In this setting, the child is living away from their family with residential advisors or monitors in their dormitory areas. In addition to school classes, they will also likely attend group and individual therapy sessions with counselors and be under the care of psychiatrists and medical doctors if needed. The school may also offer a number of extracurricular activities as a “regular” school would in order to promote cooperation and team building skills.

The teens may or may not go home for school break periods and generally stay at the school for several years. In the earlier stages of the process, communication between the parent and teen will sometimes be limited, while the school is assisted the teen in becoming adjusted to the structure of the school and to being away from their family.

Some schools also provide occupational classes and trade skills for older students who have already finished high school to gain basic job skills and learn how to live in the “real” world. This can include classes on how to interview, get a job, maintain employment, and support themselves and their families.

Residential Treatment Centers – in this setting, teens are staying in a group home with other teens, typically around 5-10. While this is more of a residential, “regular” home setting, the teen is living with treatment “parents” that provide structure and monitor behaviors. The teens will usually go to a private or public school in the nearby community, but instead of living with their family, they will return to the residential home each evening. They may or may not be allowed to participate in extracurricular activities, as these are often earned through good behavior in classes and at home.

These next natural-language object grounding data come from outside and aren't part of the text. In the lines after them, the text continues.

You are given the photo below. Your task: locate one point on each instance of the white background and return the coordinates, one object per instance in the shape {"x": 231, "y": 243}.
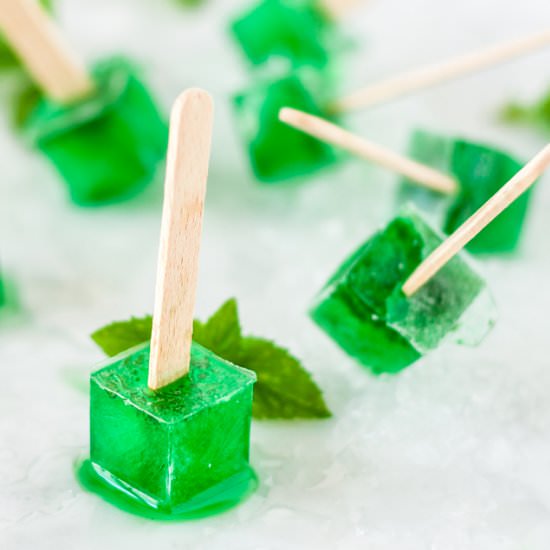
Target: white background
{"x": 454, "y": 453}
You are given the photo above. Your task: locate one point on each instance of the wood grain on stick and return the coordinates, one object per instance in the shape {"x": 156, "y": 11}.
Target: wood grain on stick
{"x": 335, "y": 135}
{"x": 425, "y": 77}
{"x": 503, "y": 198}
{"x": 51, "y": 63}
{"x": 178, "y": 262}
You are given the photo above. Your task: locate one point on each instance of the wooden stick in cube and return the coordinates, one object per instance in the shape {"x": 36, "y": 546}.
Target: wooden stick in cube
{"x": 435, "y": 74}
{"x": 478, "y": 221}
{"x": 335, "y": 135}
{"x": 50, "y": 62}
{"x": 178, "y": 263}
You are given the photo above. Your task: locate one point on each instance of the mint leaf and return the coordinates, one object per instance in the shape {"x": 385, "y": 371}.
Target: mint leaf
{"x": 25, "y": 99}
{"x": 284, "y": 390}
{"x": 122, "y": 335}
{"x": 221, "y": 334}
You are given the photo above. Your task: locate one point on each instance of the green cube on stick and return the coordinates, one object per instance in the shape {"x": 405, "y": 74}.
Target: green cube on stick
{"x": 101, "y": 129}
{"x": 301, "y": 32}
{"x": 278, "y": 153}
{"x": 405, "y": 290}
{"x": 170, "y": 421}
{"x": 480, "y": 171}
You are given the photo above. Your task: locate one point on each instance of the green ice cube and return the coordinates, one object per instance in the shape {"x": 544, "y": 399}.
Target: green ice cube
{"x": 179, "y": 452}
{"x": 3, "y": 297}
{"x": 295, "y": 30}
{"x": 363, "y": 309}
{"x": 277, "y": 151}
{"x": 481, "y": 172}
{"x": 536, "y": 115}
{"x": 107, "y": 147}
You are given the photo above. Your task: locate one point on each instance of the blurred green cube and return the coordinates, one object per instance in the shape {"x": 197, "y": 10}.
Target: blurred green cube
{"x": 107, "y": 147}
{"x": 296, "y": 31}
{"x": 278, "y": 152}
{"x": 364, "y": 310}
{"x": 481, "y": 172}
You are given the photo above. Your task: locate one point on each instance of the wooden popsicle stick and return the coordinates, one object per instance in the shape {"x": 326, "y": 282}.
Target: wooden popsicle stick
{"x": 503, "y": 198}
{"x": 50, "y": 62}
{"x": 335, "y": 135}
{"x": 185, "y": 189}
{"x": 435, "y": 74}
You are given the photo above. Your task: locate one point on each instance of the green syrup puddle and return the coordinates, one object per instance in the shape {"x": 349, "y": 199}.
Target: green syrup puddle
{"x": 215, "y": 500}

The teenagers will live in shared bedrooms and interact as a family that eats meals together, may attend church in the community, and will have chores around the home and tasks to help out. The “parents” will not only provide monitoring of the schoolwork, but also help to teach the teens skills that will allow them to better function in the world. The teens may also attend outside individual or group counseling sessions. The goal set for some teens will be to eventually return to their “real” family after the behaviors have been changed and stabilized, while for others, they will live in the residential center until they become adults and then move out on their own.

As you can see, while there are similarities in the approaches that may be used in each of these three options, there are definite differences as well. A family that is considering what is best for their teen will need to look at what the focus needs to be and the length of time and setting they desire. They must examine the goals that need to be set for the teen, whether strictly behavioral ones or behavioral combined with educational ones, and determine which of the above options fits best for the family.